Generating the Staging Update Procedure

Once a stage table has been defined in the metadata and created in the database, an update procedure can be generated to handle the joining of any tables and the lookup of the dimension table artificial keys.

Note

You can also generate an update procedure via a template, refer to Rebuilding Update Procedures for details.

Generating a Procedure

To generate a procedure, right-click on the stage table in the left pane and select Properties.
From the Update Procedure drop-down list, select (Build Procedure...).
Click OK to update the properties and start the process of generating the new procedure.
A series of prompts are displayed during the procedure generation to join the tables and link the dimensions.

Procedure Type

The first dialog box asks for the type of procedure that is to be generated. An example of this follows:

Note

Default settings for hint and truncate options are set in Tools > Options > Code Generation > Default Update Procedure Options.

Oracle

Tip

Oracle Only

Select Hint: Enter a database hint to be used in the SELECT statement.
Insert Hint: Enter a database hint to be used in the INSERT statement. Factory default value is APPEND.
Update Hint: Enter a database hint to be used in the UPDATE statement.
Truncate Options: Optional Oracle truncate options such as REUSE STORAGE (default value) or DROP STORAGE.

SQL Server

Tip

SQL Server Only

Enter a database hint to be used in the INSERT statement. Factory default value is TABLOCK.
Enter a database hint to be used in the UPDATE statement.

DB2

Tip

DB2 Only
Use Minimal Logging (for set insert): The staging procedure uses the LOAD FROM CURSOR option in DB2 to minimize database logging.

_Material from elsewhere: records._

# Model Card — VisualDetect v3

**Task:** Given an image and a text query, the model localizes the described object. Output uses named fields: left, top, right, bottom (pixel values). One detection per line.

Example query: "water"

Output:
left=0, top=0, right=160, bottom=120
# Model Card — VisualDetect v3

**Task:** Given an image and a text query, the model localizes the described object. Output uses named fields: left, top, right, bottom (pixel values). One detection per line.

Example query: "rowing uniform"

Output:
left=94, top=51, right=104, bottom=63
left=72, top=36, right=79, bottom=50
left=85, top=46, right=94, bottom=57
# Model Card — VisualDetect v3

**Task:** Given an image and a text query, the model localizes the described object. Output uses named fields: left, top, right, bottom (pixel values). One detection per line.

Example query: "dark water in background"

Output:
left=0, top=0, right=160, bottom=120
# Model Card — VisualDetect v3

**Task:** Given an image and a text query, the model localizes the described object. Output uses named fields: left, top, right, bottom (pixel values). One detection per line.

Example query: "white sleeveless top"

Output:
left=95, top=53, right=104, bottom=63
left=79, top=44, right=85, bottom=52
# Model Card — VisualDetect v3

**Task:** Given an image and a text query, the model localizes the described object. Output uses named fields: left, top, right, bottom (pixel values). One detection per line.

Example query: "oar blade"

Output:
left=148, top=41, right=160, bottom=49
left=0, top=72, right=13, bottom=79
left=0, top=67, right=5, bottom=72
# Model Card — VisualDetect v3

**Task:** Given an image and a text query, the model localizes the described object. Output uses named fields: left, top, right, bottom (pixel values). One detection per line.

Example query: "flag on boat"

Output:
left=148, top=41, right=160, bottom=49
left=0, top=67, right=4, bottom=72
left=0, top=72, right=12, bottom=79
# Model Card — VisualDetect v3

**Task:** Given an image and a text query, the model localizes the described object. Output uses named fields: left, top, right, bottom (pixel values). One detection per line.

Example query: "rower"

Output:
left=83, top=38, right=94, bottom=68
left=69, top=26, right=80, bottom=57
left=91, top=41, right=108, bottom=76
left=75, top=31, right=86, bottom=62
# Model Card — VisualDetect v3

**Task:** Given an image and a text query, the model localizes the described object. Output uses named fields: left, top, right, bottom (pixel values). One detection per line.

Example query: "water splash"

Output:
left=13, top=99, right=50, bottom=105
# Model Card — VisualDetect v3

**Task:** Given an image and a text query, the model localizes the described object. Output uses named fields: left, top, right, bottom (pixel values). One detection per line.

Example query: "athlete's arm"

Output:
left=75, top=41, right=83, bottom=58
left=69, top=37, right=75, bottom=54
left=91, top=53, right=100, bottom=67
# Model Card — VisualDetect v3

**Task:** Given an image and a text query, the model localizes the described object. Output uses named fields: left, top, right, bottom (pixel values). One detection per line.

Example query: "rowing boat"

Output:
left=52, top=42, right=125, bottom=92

A number of different types of procedure generation are available. Each type is discussed below.
There is a check-box at the bottom of the dialog box. This check-box is only present if advanced procedure building features are enabled.
This check-box allows the editing of the 'Where' clause when no table joining is being performed, and hence the 'Where' clause would not be exposed.

Cursor Based Procedure

This option creates a procedure that loops through each source transaction performing specific tasks on each transaction before writing the transaction to the stage table. The tasks performed include the lookup of each dimension key, and any bespoke value assignments or adjustments.

Sorted Cursor Procedure

This is a variant on the regular cursor procedure. In this case dimension key lookups only occur when there is a change in the business key for a given dimension. This can improve the performance of the procedure particularly when one or more of the dimensions has a low cardinality. Where slowly changing dimensions are used this advantage is lessened as the relative date of the dimension records also comes into play.

Set based procedure

A set based procedure performs one SQL statement to join all the dimensions and source tables together and then insert this data into the stage table. This is normally the fastest method of building the stage table. It is also the least flexible method and is easily prone to incorrect syntax. Caution and experience must be used with this option to ensure that all source transactions are processed and that they are processed correctly. This option is only recommended for the experienced practitioner where performance is the overriding requirement. Particular care must be taken with regards to NULL values in the business keys that are used to make the table joins. The generated code deliberately does not handle such null values.

Set + Cursor Procedure

This option is normally used where a number of dimension keys will fail to join and we wish to automatically add new dimension records. The first phase of the generated code will perform a set based join and insert of the data. The dimensions that failed to join will be assigned the zero key value. The second phase of the procedure will use a cursor to cycle through all the stage records that have a zero key dimension join. By setting the appropriate flags in the dimension joins when building this procedure we can request that any missing dimension records be automatically added.

Set Merge Procedure

This option is to allow the merging of two or more identical tables. The tables to be merged must have exactly the same number of columns and column names. If necessary additional blank columns could be added to one or other of the tables to make them identical. To use this procedure you must simply have the tables to be merged mentioned at least once in the Source Table field of a column's properties. Refer to Set Merge Procedure for details.

Set Distinct

Essentially the same as Set, except for the DISTINCT key word being added to the SELECT statement. This option therefore removes duplicate rows.

Set Minus

The Set Minus option can be used to determine change data or for programmatic referential integrity checking. This option works in a similar way to Set Merge. It generates SQL code in this form: SELECT ... FROM source_table1 {where} MINUS SELECT ... FROM source_table2 {where}. It requires exactly two source tables to be specified. All source columns must exist in both source tables.

Bulk Bind Procedure

The bulk bind procedure is only available for Oracle. It uses memory arrays to join all the information before writing it to the table. It can be the fastest method of performing a stage table update when a lot of dimension joins are being used.
There are some other additional options available in this dialog common to SQL Server, Oracle and DB2:

Allow modification of the Where clause: the 'Where' clause dialog is displayed automatically if the table has more than one source table, but not for a single source table stage table unless this option is chosen.
Distinct data select: choosing this option adds the DISTINCT key word to the SELECT statement in the staging procedure.

Parameters

If WhereScape RED parameters exist in the metadata, the following window is displayed. Any parameters selected in this dialog (by moving them to the right pane), are included in the generated update procedure as variables.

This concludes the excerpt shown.